GSA Annual Meeting in Denver, Colorado, USA - 2016

Paper No. 229-7
Presentation Time: 3:20 PM


OLIVE, Jean-Arthur L.1, MALATESTA, Luca C.2, BEHN, Mark3 and BUCK, W. Roger1, (1)Marine Geology and Geophysics Division, Lamont-Doherty Earth Observatory / Columbia University, 61 Rt. 9W, Palisades, NY 10964, (2)Division of Geological and Planetary Sciences, California Institute of Technology, Pasadena, CA 91125, (3)Department of Geology and Geophysics, Woods Hole Oceanographic Institution, 360 Woods Hole Road, Mail Stop 22, Woods Hole, MA 02543,

We present new simulations of rifting coupled with a landscape evolution model to quantify the effect of surface processes on the evolution of half-graben structures. Half-grabens consist of a footwall massif and an asymmetric hanging wall basin formed by slip on a normal fault that takes up most of the regional strain. While half-grabens are quasi-ubiquitous features of continental rifts, theoretical considerations often fail to explain how extension of magnitude comparable to the thickness of the brittle upper crust (~10 km) can remain localized on a single fault, as is observed in the Basin and Range province. This is because many processes that accompany fault slip (e.g., crustal flexure) act to defocus deformation by promoting the initiation of new normal faults. We argue that efficient erosion and sedimentation are the missing ingredient to stabilize half-grabens by alleviating the mechanical cost of building topography.

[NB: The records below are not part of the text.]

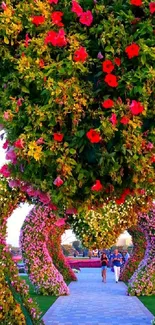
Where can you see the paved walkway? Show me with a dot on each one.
(92, 302)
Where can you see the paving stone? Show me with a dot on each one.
(92, 302)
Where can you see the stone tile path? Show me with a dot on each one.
(92, 302)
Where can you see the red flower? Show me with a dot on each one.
(5, 171)
(108, 103)
(58, 137)
(56, 17)
(58, 181)
(41, 63)
(56, 39)
(111, 80)
(80, 55)
(76, 8)
(136, 107)
(97, 186)
(53, 1)
(113, 119)
(132, 50)
(38, 20)
(137, 3)
(117, 61)
(152, 7)
(19, 143)
(124, 120)
(86, 18)
(107, 66)
(93, 136)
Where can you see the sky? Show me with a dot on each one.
(16, 220)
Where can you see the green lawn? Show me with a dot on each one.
(44, 302)
(149, 302)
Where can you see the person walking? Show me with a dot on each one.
(116, 260)
(104, 262)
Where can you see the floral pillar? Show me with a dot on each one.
(139, 242)
(143, 280)
(34, 236)
(16, 306)
(55, 251)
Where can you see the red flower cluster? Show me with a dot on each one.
(86, 17)
(97, 186)
(136, 107)
(93, 136)
(56, 17)
(152, 7)
(111, 80)
(137, 3)
(124, 120)
(38, 20)
(80, 55)
(58, 137)
(107, 66)
(132, 50)
(56, 39)
(108, 103)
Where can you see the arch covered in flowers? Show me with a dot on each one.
(34, 237)
(139, 247)
(63, 71)
(143, 280)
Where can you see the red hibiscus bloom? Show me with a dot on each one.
(137, 3)
(107, 66)
(111, 80)
(38, 20)
(132, 50)
(152, 7)
(117, 61)
(136, 107)
(56, 17)
(19, 143)
(53, 1)
(97, 186)
(58, 181)
(80, 55)
(86, 18)
(56, 39)
(124, 120)
(58, 137)
(108, 103)
(93, 136)
(113, 119)
(76, 8)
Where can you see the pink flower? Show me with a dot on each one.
(11, 155)
(5, 171)
(19, 143)
(86, 18)
(58, 181)
(113, 119)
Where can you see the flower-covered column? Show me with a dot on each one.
(55, 251)
(139, 242)
(143, 280)
(34, 236)
(16, 306)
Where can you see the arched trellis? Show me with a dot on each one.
(139, 247)
(143, 280)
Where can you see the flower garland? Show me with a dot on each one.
(77, 97)
(16, 306)
(143, 280)
(33, 238)
(139, 243)
(55, 251)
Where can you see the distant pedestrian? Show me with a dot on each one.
(104, 263)
(117, 260)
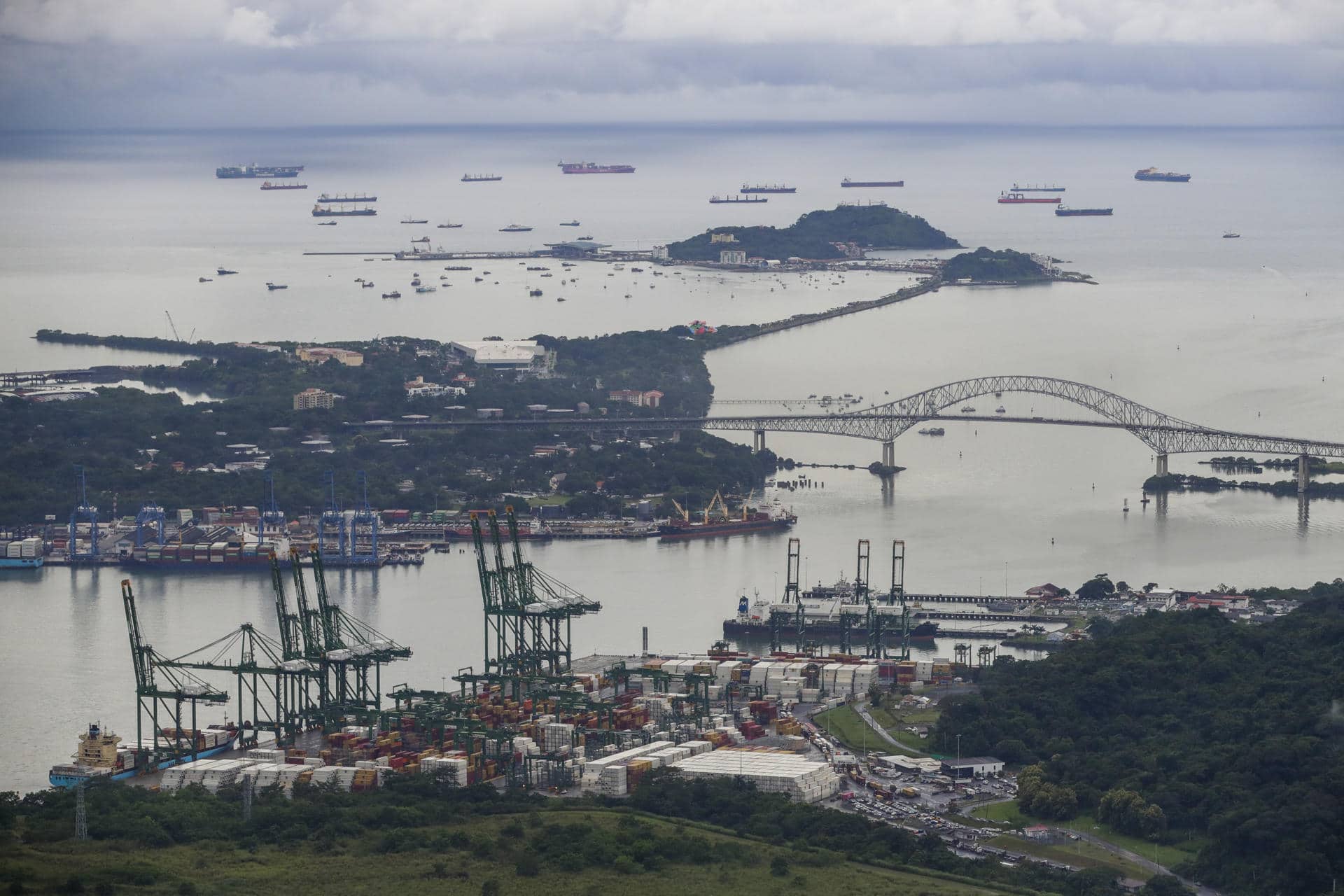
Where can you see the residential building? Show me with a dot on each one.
(312, 399)
(321, 354)
(651, 398)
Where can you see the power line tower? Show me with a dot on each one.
(84, 512)
(81, 814)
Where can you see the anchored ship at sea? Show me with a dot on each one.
(1022, 199)
(342, 198)
(593, 168)
(327, 211)
(1065, 211)
(1152, 174)
(773, 519)
(101, 755)
(258, 171)
(872, 183)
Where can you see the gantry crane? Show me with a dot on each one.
(178, 687)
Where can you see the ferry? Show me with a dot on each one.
(100, 754)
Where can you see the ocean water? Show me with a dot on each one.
(112, 230)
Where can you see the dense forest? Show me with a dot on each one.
(992, 265)
(413, 818)
(1187, 723)
(813, 235)
(128, 440)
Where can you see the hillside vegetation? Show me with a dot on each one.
(1186, 723)
(813, 234)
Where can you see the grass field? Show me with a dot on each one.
(1161, 853)
(358, 865)
(848, 729)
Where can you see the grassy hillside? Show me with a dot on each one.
(813, 234)
(464, 858)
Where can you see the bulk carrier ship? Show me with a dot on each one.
(100, 754)
(258, 171)
(593, 168)
(774, 519)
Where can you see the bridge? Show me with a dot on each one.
(1161, 433)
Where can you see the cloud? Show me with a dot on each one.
(66, 62)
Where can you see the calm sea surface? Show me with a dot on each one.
(106, 232)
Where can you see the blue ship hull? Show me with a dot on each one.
(74, 780)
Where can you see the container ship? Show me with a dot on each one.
(737, 200)
(823, 609)
(872, 183)
(752, 520)
(1152, 174)
(327, 198)
(24, 554)
(101, 755)
(593, 168)
(258, 171)
(1021, 199)
(327, 211)
(1065, 211)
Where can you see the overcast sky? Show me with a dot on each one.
(174, 64)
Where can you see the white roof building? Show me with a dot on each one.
(522, 352)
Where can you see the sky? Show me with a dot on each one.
(190, 64)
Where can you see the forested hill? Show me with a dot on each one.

To test this hypothesis, we couple a 2-D long-term tectonic code with a landscape evolution model that incorporates stream power erosion, hillslope diffusion, and sedimentation. We identify a realistic range of landscape evolution parameters by compiling and modeling the morphology of normal fault bounded massifs throughout the Western US. Erodibility, precipitation, and extension rate are then varied systematically within this documented range, along with the strength of the faulted layer, in order to identify key controls on the modes of extensional faulting. For moderate layer strengths and extension rates of ~1 mm/yr, precipitation rates of order 100–1000 mm/yr generate enough surficial mass redistribution to allow half-grabens to accumulate over 10 km of offset and ~1 km of relief. By contrast, precipitation rates lower than ~100 mm/yr and/or decreased rock erodibility lead to greater relief and topographic stresses that turn half-grabens into horsts or full grabens after a few km of extension. We therefore suggest that the hydrological and lithological conditions of the Basin and Range province are both necessary and sufficient to sustain the growth of half-grabens. Conversely, a horst-and-graben style of faulting may be favored by anomalously inefficient surface processes, perhaps related to the exposure of strong basement lithologies.